In the past I know that at some point I "bisected" the nouveau driver
to figure out what actually breaks it and found out that some script
executed with the help of an on-chip engine (signed script, signed
firmware, both vbios provided) makes it break. Debugging the script
lead me to the PCIe link speed changes done inside the script breaking
it.

But as "reverting" the speed change didn't make it work reliably
again, I think I need to get back on that and check if it's something
else. I will try to convert the script into C or python code to make
it more accessible to debug and hopefully I'll find something I
overlooked the last time.

On Mon, Oct 21, 2019 at 6:40 PM Karol Herbst <kherbst@redhat.com> wrote:
>
> On Mon, Oct 21, 2019 at 5:46 PM Mika Westerberg
> <mika.westerberg@intel.com> wrote:
> >
> > On Mon, Oct 21, 2019 at 04:49:09PM +0200, Karol Herbst wrote:
> > > On Mon, Oct 21, 2019 at 4:09 PM Mika Westerberg
> > > <mika.westerberg@intel.com> wrote:
> > > >
> > > > On Mon, Oct 21, 2019 at 03:54:09PM +0200, Karol Herbst wrote:
> > > > > > I really would like to provide you more information about such
> > > > > > workaround but I'm not aware of any ;-) I have not seen any issues like
> > > > > > this when D3cold is properly implemented in the platform.  That's why
> > > > > > I'm bit skeptical that this has anything to do with specific Intel PCIe
> > > > > > ports. More likely it is some power sequence in the _ON/_OFF() methods
> > > > > > that is run differently on Windows.
> > > > >
> > > > > yeah.. maybe. I really don't know what's the actual root cause. I just
> > > > > know that with this workaround it works perfectly fine on my and some
> > > > > other systems it was tested on. Do you know who would be best to
> > > > > approach to get proper documentation about those methods and what are
> > > > > the actual prerequisites of those methods?
> > > >
> > > > Those should be documented in the ACPI spec.
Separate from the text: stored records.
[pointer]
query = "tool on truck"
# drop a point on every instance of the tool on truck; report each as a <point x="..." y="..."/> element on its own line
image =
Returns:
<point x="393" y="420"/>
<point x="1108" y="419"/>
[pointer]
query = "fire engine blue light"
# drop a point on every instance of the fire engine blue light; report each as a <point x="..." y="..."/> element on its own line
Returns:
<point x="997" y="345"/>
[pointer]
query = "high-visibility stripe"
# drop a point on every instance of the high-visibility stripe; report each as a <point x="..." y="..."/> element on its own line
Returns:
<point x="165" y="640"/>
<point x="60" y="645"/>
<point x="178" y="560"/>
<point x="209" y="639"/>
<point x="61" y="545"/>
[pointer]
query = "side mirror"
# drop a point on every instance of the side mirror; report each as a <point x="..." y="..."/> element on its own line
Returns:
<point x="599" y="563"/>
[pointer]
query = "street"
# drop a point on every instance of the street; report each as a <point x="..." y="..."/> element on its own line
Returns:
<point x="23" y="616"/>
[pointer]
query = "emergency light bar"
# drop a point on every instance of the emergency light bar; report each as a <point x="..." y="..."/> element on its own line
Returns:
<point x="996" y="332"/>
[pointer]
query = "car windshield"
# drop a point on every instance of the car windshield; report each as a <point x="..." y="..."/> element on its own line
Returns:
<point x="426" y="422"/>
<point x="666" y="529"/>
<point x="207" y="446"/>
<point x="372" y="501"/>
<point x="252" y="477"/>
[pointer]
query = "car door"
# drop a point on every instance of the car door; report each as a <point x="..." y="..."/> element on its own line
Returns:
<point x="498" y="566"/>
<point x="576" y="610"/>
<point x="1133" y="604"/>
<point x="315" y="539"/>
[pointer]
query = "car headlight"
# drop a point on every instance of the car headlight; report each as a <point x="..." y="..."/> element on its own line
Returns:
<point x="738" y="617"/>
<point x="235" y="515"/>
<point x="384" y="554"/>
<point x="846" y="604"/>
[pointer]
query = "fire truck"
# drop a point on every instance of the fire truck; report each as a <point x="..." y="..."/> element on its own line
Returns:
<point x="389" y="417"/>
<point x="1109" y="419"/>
Chapter 7 should explain
> > > > power resources and the device power methods in detail.
> > >
> > > either I looked up the wrong spec or the documentation isn't really
> > > saying much there.
> >
> > Well it explains those methods, _PSx, _PRx and _ON()/_OFF(). In case of
> > PCIe device you also want to check PCIe spec. PCIe 5.0 section 5.8 "PCI
> > Function Power State Transitions" has a picture about the supported
> > power state transitions and there we can find that function must be in
> > D3hot before it can be transitioned into D3cold so if the _OFF() for
> > example blindly assumes that the device is in D0 when it is called, it
> > is a bug in the BIOS.
> >
> > BTW, where can I find acpidump of such system?
>
> I am sure it's uploaded somewhere already. But it's not an issue of
> just one system. It's essentially hitting every single laptop with a
> skylake or kaby lake CPU + Nvidia GPU. I didn't see any system where
> it's actually working right now (and we are pestering nvidia about
> this issue for over a year already with no solution)
>
> I've attached an acpidump from my system.